The basket case: evaluation tools - The HOT research project

At the end of gathering data in our previous post, we ended up with a folder of collected pcaps in the format data/<method>/. Each subfolder has a dataset of 100 monitored sites with 100 instances each and 10,000 unmonitored sites. Next, we’ll use some processing and analysis tools to dig deeper. Get the tools by:

go get github.com/pylls/thebasketcase

Processing

First we need to extract cells from the pcaps. Cells are descriptions of pcaps in the following format:

For each line, the first value is the relative time between packets and the second value is the direction (positive for transmitting, negative for receiving). This is the same format as used by other website fingerprinting tools, like those of Wang et al. Note that, while called cell extraction, our basket case tools operate on the packet level. Past research shows that the difference between cells and packets are negligible on WF performance [0]. Also, if anything, operating on the packet level is more realistic.

To extract the cells from our data, use the extractcells tool. The -o flag specifies the output directory, and the -bridge flag the IP-address of the bridge the client connected to. With the bridge’s IP-address we can filter out other network traffic on the network that might accidentally have ended up in the pcaps (even though we do our best to not collect this in clients). The first argument is the folder with the pcaps.

./extractcells -bridge 192.168.60.163 -o data-cells data/

With cells extracted the next step is attack specific. In our case, we continue using Wa-kNN and our extractfeatures tool has a -o flag specifies the output directory.

./extractfeatures -o data-feat data-cells/

Analysis

With the Wa-kNN features extracted we can move on to analysis using go-knn. There are three mandatory flags: -sites, -instances and -open that specify what one would expect. The first argument is also mandatory and it is the folder with the extracted features.

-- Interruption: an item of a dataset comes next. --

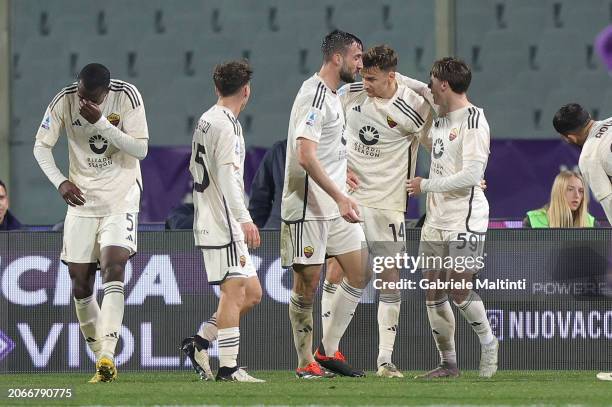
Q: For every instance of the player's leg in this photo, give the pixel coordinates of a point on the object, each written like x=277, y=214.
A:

./go-knn -sites 100 -instances 100 -open 10000 data-feat/

2016/11/24 15:03:31 found 6 folder(s) with work
2016/11/24 15:03:31 starting with work Null
2016/11/24 15:03:31 	attempting to read WF features...
2016/11/24 15:03:34 	read 100 sites with 100 instances (in total 10000)
2016/11/24 15:03:34 	read 10000 sites for open world
2016/11/24 15:05:54 	determined global kNN-weights for all folds
2016/11/24 15:05:54 	starting fold 1/10
				testing 2000/2000 (24 workers)
2016/11/24 15:06:02 	starting fold 2/10
				testing 2000/2000 (24 workers)
2016/11/24 15:06:09 	starting fold 3/10
				testing 2000/2000 (24 workers)
2016/11/24 15:06:16 	starting fold 4/10
				testing 2000/2000 (24 workers)
2016/11/24 15:06:23 	starting fold 5/10
				testing 2000/2000 (24 workers)
2016/11/24 15:06:31 	starting fold 6/10
				testing 2000/2000 (24 workers)
2016/11/24 15:06:38 	starting fold 7/10
				testing 2000/2000 (24 workers)
2016/11/24 15:06:45 	starting fold 8/10
				testing 2000/2000 (24 workers)
2016/11/24 15:06:52 	starting fold 9/10
				testing 2000/2000 (24 workers)
2016/11/24 15:07:00 	starting fold 10/10
				testing 2000/2000 (24 workers)
2016/11/24 15:07:07 starting with work Obfs4Burst
2016/11/24 15:07:07 	attempting to read WF features...
2016/11/24 15:07:10 	read 100 sites with 100 instances (in total 10000)
2016/11/24 15:07:10 	read 10000 sites for open world
.....

Above you also see some example output to stdout. go-knn calculates weights in parallel, reports progress to stdout, and uses as all CPU cores for testing (what usually takes the longest on bigger datasets). Beyond printing the final results to stdout (not shown above), four files are written to the working directory:

100x100+10000-precision.csv a CSV file of the precision of all subfolders (methods) for different k-values in Wa-kNN.
100x100+10000-recall.csv a CSV file of the recall of all subfolders (methods) for different k-values in Wa-kNN.
100x100+10000.log a complete output log (transcript) of the analysis.
100x100+10000.weights the calculated weights with WLLCC of Wa-kNN for all subfolders and folds.

The names of the files are derived from the flags to go-knn. The log file also contains a detailed breakdon of the different classification breakdowns we covered in an earlier update.

References

[0] Website Fingerprinting at Internet Scale.